Some manage to escape, the rest are cut into the trunk. The whites put their heads on stakes, and they set them along the roads as a warning. Rebellion casualties:20 white and 44 slaves.

United States… slaves?

The revolt sows the seeds of anxiety among growers. These are turbulent times. The political situation on the continent is radically changing, the United States is born, and the advocates of democracy come to power. For Negroes, however, there is no freedom.

Ruthlessness. The basic character trait of white growers.

The planters' fear intensified after the successful slave uprising in Santo Domingo and the last-minute foiled Gabriel Prosser uprising in Virginia in 1800.

Planters used whatever means were available to oppress the slaves. Even cats.

The states in the north are finally abolishing slavery, but the situation for black people in the south is only getting worse. They lose all their rights, and the whites base their entire economy on exploitation. Slaves from Georgia, Mississippi and South Carolina pay the price for the fact that blacks can finally breathe a sigh of relief in New York or Philadelphia.

The growers can no longer import new slaves, so they force Ebony to give birth to babies for the races. Almost as if they were machines for the production of forced laborers.

Slaves were supposed to produce children. For races.

The Negro Bastille

We don't have to wait long for the next revolts. In 1822, a conspiracy is formed under the leadership of Denmark Vasey - a free Negro who was born a slave and bought his freedom by winning the lottery.

The nigga got away! An announcement about a runaway slave.

6,000 slaves are involved in the conspiracy. The conspirators plan to liberate Charlston on July 14th. Exactly on the anniversary of the fall of the Bastille.

The plan goes to the head because two initiated slaves are cheating. 131 men are arrested, 35 - including Vasey - hanged.

God had the whites killed

Complete panic is already breaking out among the whites. 9 years later, this fear is exploited by Nat Turner - a slave, who was entrusted with the mission of killing the growers by God himself:

I heard a loud sound in heaven and the Holy Spirit appeared before me and said that the Serpent was free, Christ laid aside his yoke with which he came into the world for human sins and that now I am to take them up and fight the Serpent, for the time is soon approaching when the first will be last and the last will be first.

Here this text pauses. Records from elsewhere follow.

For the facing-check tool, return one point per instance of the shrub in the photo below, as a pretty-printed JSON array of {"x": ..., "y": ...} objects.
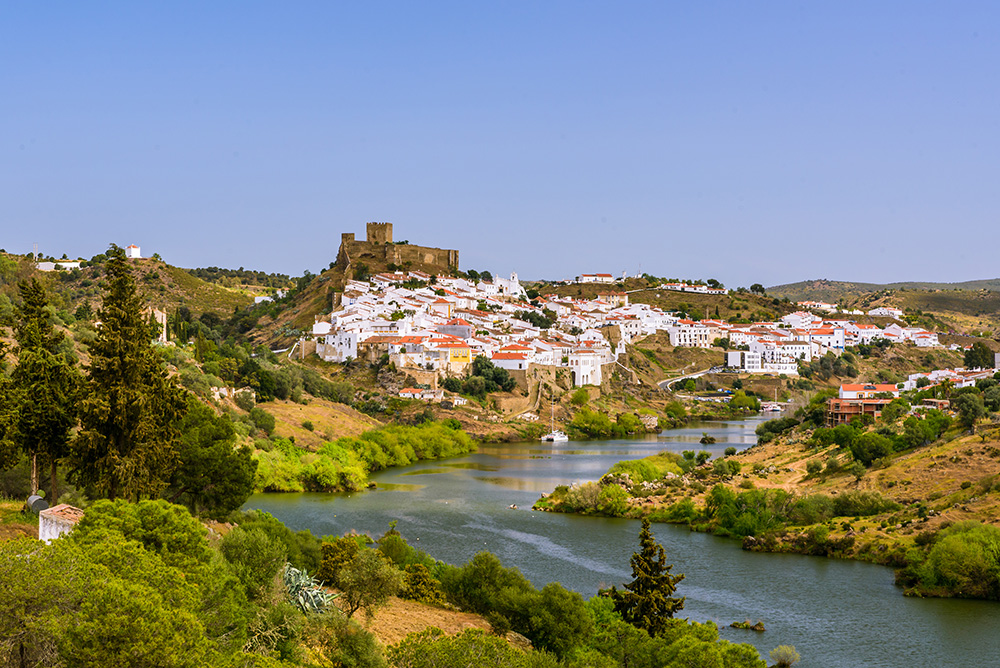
[
  {"x": 262, "y": 420},
  {"x": 245, "y": 401},
  {"x": 256, "y": 559},
  {"x": 862, "y": 504}
]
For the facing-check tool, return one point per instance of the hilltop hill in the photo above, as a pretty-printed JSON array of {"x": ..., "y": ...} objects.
[
  {"x": 740, "y": 306},
  {"x": 825, "y": 290},
  {"x": 163, "y": 286}
]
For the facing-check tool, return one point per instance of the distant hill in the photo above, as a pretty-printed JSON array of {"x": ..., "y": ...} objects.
[
  {"x": 164, "y": 286},
  {"x": 830, "y": 291}
]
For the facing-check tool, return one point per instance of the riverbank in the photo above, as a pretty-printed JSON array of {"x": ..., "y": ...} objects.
[{"x": 919, "y": 508}]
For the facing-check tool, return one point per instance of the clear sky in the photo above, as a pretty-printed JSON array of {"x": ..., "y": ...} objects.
[{"x": 746, "y": 141}]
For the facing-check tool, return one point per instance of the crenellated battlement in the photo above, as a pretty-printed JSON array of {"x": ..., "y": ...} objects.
[
  {"x": 380, "y": 233},
  {"x": 380, "y": 249}
]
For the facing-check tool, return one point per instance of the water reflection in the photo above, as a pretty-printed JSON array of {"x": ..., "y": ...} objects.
[
  {"x": 475, "y": 466},
  {"x": 838, "y": 614},
  {"x": 398, "y": 487}
]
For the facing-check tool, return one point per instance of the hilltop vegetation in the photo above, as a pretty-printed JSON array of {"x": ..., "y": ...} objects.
[{"x": 832, "y": 291}]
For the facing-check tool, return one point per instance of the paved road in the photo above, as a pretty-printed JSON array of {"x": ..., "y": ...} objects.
[{"x": 665, "y": 384}]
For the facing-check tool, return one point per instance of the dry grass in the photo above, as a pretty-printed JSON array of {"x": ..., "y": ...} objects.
[
  {"x": 401, "y": 617},
  {"x": 330, "y": 421}
]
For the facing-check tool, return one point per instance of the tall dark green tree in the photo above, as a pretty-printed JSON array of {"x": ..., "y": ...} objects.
[
  {"x": 8, "y": 449},
  {"x": 213, "y": 477},
  {"x": 128, "y": 441},
  {"x": 45, "y": 385},
  {"x": 646, "y": 602}
]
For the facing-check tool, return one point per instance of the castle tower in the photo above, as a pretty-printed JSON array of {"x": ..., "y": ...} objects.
[{"x": 380, "y": 233}]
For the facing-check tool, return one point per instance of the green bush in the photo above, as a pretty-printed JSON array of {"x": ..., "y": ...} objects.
[
  {"x": 262, "y": 420},
  {"x": 862, "y": 504},
  {"x": 964, "y": 561}
]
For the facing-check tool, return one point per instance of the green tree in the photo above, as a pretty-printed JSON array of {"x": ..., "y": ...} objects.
[
  {"x": 473, "y": 648},
  {"x": 784, "y": 656},
  {"x": 8, "y": 414},
  {"x": 979, "y": 356},
  {"x": 45, "y": 385},
  {"x": 214, "y": 477},
  {"x": 255, "y": 557},
  {"x": 646, "y": 601},
  {"x": 368, "y": 581},
  {"x": 970, "y": 409},
  {"x": 127, "y": 445}
]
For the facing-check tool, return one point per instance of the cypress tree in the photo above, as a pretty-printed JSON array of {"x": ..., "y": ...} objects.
[
  {"x": 8, "y": 449},
  {"x": 127, "y": 445},
  {"x": 646, "y": 602},
  {"x": 45, "y": 385}
]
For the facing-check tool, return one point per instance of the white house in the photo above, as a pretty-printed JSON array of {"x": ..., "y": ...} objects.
[
  {"x": 886, "y": 311},
  {"x": 511, "y": 361},
  {"x": 801, "y": 320},
  {"x": 595, "y": 278},
  {"x": 866, "y": 390},
  {"x": 338, "y": 345},
  {"x": 862, "y": 333},
  {"x": 586, "y": 367},
  {"x": 690, "y": 334},
  {"x": 744, "y": 360},
  {"x": 54, "y": 522},
  {"x": 58, "y": 264}
]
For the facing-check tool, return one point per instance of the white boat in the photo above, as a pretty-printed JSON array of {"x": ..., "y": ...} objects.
[{"x": 554, "y": 436}]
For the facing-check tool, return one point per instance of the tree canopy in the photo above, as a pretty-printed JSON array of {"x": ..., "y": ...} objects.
[
  {"x": 127, "y": 445},
  {"x": 44, "y": 385}
]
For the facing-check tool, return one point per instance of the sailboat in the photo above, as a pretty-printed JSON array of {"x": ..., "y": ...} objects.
[{"x": 554, "y": 436}]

Nat Turner's Rebellion in Period Illustration.

The uprising breaks out on August 21, 1831 in Southampton County, Virginia. Rebels wander from plantation to plantation, freeing slaves and killing all whites, regardless of age or gender, with simple tools.

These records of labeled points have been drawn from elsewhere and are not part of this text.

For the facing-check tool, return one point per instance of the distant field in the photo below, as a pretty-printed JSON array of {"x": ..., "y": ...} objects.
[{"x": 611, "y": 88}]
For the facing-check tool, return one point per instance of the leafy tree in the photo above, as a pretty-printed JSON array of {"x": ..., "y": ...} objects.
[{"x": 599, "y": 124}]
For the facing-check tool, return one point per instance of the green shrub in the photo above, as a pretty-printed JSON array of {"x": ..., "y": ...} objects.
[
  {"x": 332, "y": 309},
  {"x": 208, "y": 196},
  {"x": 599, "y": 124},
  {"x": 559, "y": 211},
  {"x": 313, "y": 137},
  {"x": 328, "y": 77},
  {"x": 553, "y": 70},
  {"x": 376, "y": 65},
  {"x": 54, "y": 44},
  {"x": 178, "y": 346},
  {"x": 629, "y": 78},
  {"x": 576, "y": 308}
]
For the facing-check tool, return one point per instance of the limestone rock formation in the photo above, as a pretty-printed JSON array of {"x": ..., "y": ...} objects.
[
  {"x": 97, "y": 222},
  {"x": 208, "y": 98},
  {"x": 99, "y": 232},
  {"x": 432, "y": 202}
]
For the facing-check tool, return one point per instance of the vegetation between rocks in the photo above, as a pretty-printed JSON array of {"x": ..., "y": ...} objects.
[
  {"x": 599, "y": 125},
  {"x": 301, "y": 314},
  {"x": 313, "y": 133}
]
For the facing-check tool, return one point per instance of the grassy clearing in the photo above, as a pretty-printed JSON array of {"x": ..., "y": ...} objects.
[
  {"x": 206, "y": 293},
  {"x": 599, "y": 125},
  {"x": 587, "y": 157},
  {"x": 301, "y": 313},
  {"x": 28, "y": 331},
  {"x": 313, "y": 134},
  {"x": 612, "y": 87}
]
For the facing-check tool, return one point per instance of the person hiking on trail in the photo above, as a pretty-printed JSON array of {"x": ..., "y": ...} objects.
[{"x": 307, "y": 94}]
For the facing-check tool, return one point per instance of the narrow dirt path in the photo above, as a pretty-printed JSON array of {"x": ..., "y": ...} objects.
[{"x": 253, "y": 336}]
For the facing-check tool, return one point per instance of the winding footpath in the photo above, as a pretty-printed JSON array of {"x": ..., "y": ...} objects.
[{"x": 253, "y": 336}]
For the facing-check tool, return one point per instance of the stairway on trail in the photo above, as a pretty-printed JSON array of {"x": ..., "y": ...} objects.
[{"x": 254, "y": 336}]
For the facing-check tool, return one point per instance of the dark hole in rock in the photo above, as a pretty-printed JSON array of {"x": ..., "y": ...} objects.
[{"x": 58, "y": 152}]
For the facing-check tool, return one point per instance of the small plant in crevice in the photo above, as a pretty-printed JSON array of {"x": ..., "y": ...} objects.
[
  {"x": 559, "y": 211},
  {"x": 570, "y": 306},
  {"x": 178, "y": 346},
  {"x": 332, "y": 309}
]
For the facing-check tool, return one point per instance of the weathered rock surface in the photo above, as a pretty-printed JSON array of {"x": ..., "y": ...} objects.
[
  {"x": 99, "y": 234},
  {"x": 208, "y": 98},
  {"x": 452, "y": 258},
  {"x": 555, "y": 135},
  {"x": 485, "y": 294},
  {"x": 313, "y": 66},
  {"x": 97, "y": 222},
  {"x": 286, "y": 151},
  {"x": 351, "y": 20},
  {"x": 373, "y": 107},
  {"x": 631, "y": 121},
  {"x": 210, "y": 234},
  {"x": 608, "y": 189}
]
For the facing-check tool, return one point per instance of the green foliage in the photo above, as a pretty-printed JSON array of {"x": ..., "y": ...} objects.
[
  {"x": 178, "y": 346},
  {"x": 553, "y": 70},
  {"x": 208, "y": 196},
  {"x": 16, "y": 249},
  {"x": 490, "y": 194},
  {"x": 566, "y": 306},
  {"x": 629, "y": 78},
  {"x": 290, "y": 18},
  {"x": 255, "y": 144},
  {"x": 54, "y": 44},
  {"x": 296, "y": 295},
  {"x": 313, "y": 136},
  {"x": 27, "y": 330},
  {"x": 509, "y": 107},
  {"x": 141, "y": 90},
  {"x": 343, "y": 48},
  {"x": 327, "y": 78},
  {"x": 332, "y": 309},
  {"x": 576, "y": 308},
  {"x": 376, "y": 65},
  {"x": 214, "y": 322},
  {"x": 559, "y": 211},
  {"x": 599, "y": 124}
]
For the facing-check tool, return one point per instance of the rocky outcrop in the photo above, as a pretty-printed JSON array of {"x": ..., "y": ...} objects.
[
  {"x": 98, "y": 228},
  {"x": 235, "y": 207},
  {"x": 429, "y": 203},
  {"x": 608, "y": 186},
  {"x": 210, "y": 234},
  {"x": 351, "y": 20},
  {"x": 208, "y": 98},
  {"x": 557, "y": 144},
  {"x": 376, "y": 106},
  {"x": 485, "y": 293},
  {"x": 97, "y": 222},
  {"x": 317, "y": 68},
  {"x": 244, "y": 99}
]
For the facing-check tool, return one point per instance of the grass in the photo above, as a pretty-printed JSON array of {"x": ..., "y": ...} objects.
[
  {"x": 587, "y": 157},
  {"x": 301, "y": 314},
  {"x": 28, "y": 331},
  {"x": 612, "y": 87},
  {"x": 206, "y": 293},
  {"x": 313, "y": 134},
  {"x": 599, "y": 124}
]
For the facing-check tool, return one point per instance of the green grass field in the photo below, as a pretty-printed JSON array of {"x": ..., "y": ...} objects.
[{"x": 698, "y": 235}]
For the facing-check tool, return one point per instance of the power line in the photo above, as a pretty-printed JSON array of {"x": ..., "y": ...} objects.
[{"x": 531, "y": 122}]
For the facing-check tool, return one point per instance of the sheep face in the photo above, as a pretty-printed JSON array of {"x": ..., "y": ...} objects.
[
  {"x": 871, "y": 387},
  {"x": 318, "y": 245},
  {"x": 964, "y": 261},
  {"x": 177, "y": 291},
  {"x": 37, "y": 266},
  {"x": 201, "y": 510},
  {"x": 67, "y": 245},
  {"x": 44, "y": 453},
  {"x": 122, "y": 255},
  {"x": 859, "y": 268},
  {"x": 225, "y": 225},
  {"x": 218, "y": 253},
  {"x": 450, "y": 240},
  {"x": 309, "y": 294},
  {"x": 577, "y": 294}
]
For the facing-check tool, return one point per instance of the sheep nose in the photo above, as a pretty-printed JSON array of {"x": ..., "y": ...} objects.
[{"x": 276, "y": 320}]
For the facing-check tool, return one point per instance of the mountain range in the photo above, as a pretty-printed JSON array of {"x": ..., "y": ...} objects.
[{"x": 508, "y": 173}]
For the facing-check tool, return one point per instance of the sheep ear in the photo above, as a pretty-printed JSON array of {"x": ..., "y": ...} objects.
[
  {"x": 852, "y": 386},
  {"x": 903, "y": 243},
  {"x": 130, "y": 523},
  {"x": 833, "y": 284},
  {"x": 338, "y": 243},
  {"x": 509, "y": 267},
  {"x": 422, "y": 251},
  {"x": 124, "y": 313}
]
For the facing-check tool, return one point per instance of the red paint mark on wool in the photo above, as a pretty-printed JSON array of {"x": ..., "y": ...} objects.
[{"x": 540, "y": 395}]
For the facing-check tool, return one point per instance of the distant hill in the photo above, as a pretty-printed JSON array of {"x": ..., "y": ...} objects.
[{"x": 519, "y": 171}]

Black despair of the White?

55-65 people are killed , making Turner's riot the largest and most successful uprising in the history of the southern states.

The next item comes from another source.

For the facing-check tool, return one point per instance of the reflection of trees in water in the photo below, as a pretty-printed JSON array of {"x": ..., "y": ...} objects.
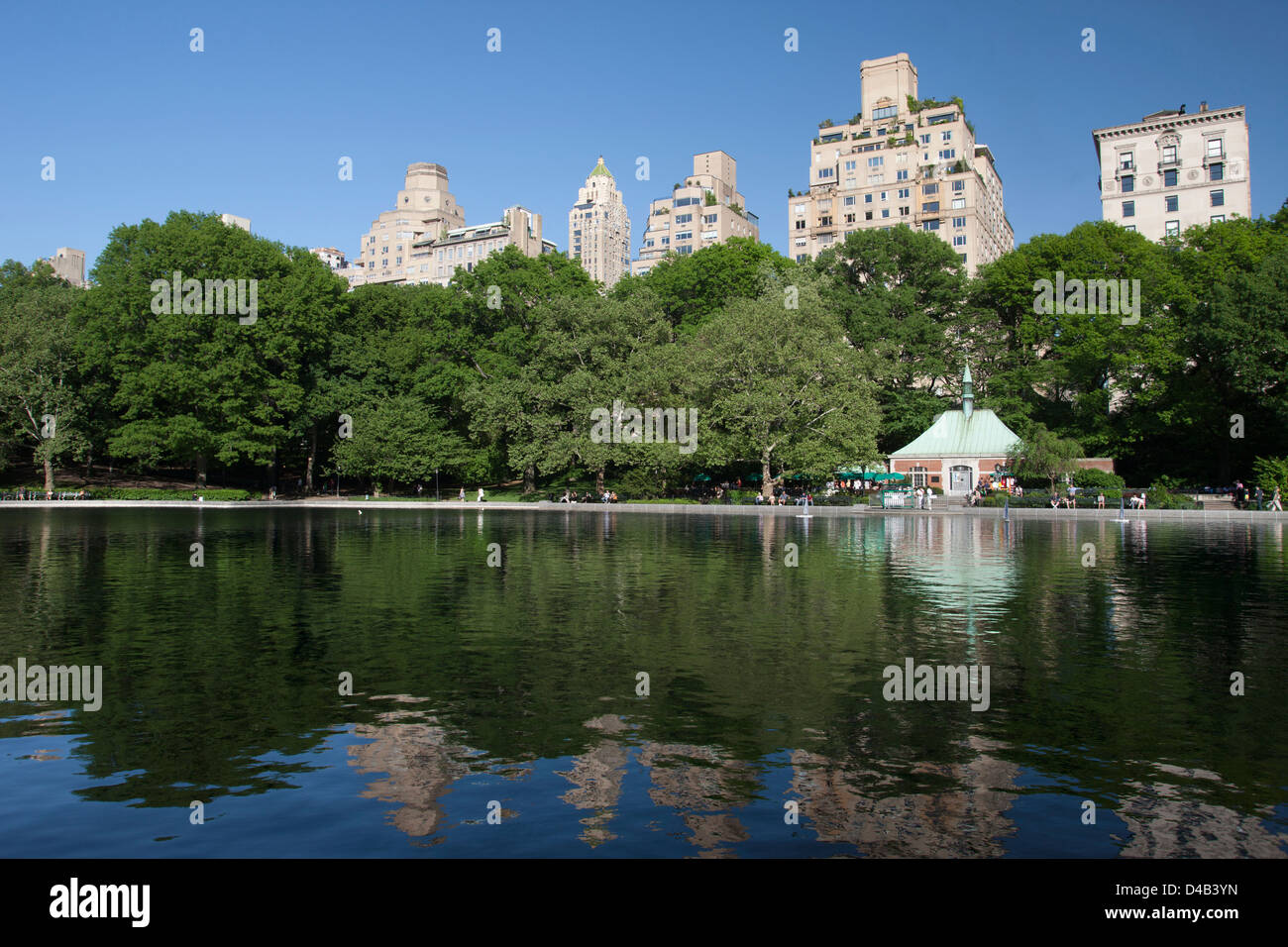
[{"x": 965, "y": 822}]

The rebellion was suppressed, of course, and Turner himself hanged. After his death, his body was flayed, decapitated and dismembered. The following months bring more bloody scores - about 200 innocent slaves are killed .

While none of these uprisings are successful, the deaths of heroes such as Turner and Vasey were not in vain. In total, there have been about 250 uprisings in the history of American slavery. It's time to put the thesis about the passivity of black slaves into fairy tales.